What We Mean by Genetic Data: DNA and RNA
Part of the guided reading path: From DNA to Disease
This article is part of the Foundations of Genomic Data series.
What is meant by genetic data?
In biological research, genetic data usually refers to measurements derived from molecules involved in storing or expressing genetic information. Most often, this includes DNA and RNA.
Although closely related, DNA and RNA correspond to different aspects of biological systems. They are therefore measured using different technologies and used to address different kinds of questions.
Clarifying this distinction helps frame later discussions about sequencing technologies, genotyping assays, and downstream analysis.
DNA and RNA as distinct biological layers
DNA encodes inherited genetic information. With limited exceptions, an individual’s DNA sequence remains stable across cells and over time. Variation at the DNA level captures differences such as single-nucleotide changes and larger structural alterations.
RNA reflects gene expression. RNA molecules are transcribed from DNA, and their abundance varies across tissues, cell types, developmental stages, and environmental conditions. RNA measurements therefore provide a snapshot of cellular activity under specific conditions.
One way to think about the distinction is that DNA constrains what is possible, while RNA reflects which possibilities are realized in a given context.
Because these layers capture different signals, neither is sufficient on its own for most biological questions.
Why multiple measurement approaches exist
There is no single method that captures all aspects of genetic information. Different research goals require access to different biological layers.
Studies focused on inherited risk emphasize DNA variation, while studies of cellular response, development, or disease progression often rely on RNA-based measurements.
In practice, genetic data technologies fall into a few broad categories:
Methods that read DNA sequence. Methods that quantify RNA abundance. Methods that assay selected genetic variants without sequencing entire genomes.
Each approach involves tradeoffs among resolution, cost, scale, and interpretability.
Sequencing and targeted measurement
DNA and RNA sequencing are often discussed together, but they serve different purposes.
DNA sequencing reads the underlying genetic sequence and is well suited for identifying variants, rare mutations, and structural changes.
RNA sequencing measures transcripts derived from DNA and provides quantitative information about gene expression and splicing.
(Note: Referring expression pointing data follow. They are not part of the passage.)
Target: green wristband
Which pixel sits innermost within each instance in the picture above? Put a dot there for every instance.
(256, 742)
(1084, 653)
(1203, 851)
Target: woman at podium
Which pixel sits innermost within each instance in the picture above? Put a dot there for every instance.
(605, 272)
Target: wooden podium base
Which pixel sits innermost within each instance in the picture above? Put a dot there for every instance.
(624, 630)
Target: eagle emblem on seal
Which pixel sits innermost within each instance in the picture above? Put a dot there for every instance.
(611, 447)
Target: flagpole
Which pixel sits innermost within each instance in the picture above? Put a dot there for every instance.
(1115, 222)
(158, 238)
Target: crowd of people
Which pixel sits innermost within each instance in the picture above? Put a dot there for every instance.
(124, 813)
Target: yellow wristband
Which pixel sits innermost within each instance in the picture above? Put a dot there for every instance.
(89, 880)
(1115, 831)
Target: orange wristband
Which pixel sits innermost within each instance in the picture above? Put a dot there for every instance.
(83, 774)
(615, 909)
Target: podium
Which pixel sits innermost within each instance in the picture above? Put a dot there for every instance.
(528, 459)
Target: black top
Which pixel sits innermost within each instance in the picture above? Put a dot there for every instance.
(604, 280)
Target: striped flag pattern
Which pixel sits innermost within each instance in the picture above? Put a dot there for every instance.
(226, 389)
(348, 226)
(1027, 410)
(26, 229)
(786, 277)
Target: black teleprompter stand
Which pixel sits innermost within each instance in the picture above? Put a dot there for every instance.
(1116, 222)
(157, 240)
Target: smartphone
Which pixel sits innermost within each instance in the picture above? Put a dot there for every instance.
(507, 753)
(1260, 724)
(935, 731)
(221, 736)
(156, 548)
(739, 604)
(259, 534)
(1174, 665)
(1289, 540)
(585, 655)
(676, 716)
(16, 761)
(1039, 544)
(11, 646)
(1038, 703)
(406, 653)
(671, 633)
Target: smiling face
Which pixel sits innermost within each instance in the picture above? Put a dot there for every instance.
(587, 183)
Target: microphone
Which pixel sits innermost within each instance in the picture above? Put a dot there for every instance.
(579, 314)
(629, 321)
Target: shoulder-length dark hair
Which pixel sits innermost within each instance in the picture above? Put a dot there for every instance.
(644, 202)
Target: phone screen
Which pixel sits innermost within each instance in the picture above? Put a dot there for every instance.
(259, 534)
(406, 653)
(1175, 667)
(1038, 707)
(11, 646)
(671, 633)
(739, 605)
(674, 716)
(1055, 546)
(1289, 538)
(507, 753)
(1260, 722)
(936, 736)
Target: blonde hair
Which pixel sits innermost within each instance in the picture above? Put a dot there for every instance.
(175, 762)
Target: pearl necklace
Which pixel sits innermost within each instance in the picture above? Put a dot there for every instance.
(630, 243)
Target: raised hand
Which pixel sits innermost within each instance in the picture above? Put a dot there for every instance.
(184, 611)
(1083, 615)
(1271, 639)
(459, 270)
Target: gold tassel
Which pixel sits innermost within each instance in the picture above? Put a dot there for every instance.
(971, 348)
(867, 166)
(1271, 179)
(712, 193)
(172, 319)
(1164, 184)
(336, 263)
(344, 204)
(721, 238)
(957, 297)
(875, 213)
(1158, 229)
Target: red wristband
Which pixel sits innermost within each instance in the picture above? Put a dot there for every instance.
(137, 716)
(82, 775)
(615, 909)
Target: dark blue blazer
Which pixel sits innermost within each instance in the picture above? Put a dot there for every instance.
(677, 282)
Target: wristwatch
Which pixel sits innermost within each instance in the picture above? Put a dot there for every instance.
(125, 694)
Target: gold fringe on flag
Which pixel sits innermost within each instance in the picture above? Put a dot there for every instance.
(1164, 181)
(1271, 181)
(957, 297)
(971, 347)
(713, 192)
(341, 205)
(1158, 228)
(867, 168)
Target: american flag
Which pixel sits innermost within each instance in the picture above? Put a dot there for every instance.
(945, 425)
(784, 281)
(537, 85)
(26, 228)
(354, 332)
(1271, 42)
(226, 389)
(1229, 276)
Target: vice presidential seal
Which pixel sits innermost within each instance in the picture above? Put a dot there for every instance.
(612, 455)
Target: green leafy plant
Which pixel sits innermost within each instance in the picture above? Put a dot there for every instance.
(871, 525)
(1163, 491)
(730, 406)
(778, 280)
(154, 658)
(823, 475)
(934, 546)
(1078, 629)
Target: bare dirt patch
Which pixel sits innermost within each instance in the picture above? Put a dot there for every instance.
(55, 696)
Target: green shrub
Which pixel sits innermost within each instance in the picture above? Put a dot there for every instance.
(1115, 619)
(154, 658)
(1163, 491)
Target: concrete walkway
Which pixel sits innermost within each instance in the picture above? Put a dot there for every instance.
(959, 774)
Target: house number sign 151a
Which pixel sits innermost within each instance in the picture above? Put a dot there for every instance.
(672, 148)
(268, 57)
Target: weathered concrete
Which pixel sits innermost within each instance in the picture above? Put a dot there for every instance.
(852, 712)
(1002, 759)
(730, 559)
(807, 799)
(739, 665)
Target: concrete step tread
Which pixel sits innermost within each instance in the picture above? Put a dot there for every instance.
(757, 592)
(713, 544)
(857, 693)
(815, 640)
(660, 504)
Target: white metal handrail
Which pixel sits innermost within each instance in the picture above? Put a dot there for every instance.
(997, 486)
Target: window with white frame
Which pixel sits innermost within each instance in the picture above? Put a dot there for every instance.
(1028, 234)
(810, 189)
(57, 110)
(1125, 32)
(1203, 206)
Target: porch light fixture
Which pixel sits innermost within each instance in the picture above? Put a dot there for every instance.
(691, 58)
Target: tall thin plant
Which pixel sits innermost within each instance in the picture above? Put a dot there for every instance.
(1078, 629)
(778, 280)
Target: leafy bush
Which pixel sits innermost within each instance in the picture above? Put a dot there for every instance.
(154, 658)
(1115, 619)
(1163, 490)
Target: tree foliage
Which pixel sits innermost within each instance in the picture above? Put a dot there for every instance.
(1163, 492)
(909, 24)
It does not directly capture most inherited genetic variation.
Genotyping arrays form a third category. Rather than sequencing, they measure predefined variants across the genome. While limited in scope, they scale efficiently to large populations and are widely used in association studies.
Why these distinctions matter
Confusion can arise when different data types are treated as interchangeable. In practice, they address different questions.
DNA-based data supports inference about inherited differences. RNA-based data informs functional activity. Genotyping enables population-scale analysis.
Choosing among these data types shapes what kinds of biological conclusions can reasonably be drawn.
Looking ahead
Later posts in this series examine DNA sequencing, RNA sequencing, and genotyping in more detail, followed by discussions of how these data types are combined in integrative analyses.
Understanding what genetic data represents provides context for all of these approaches.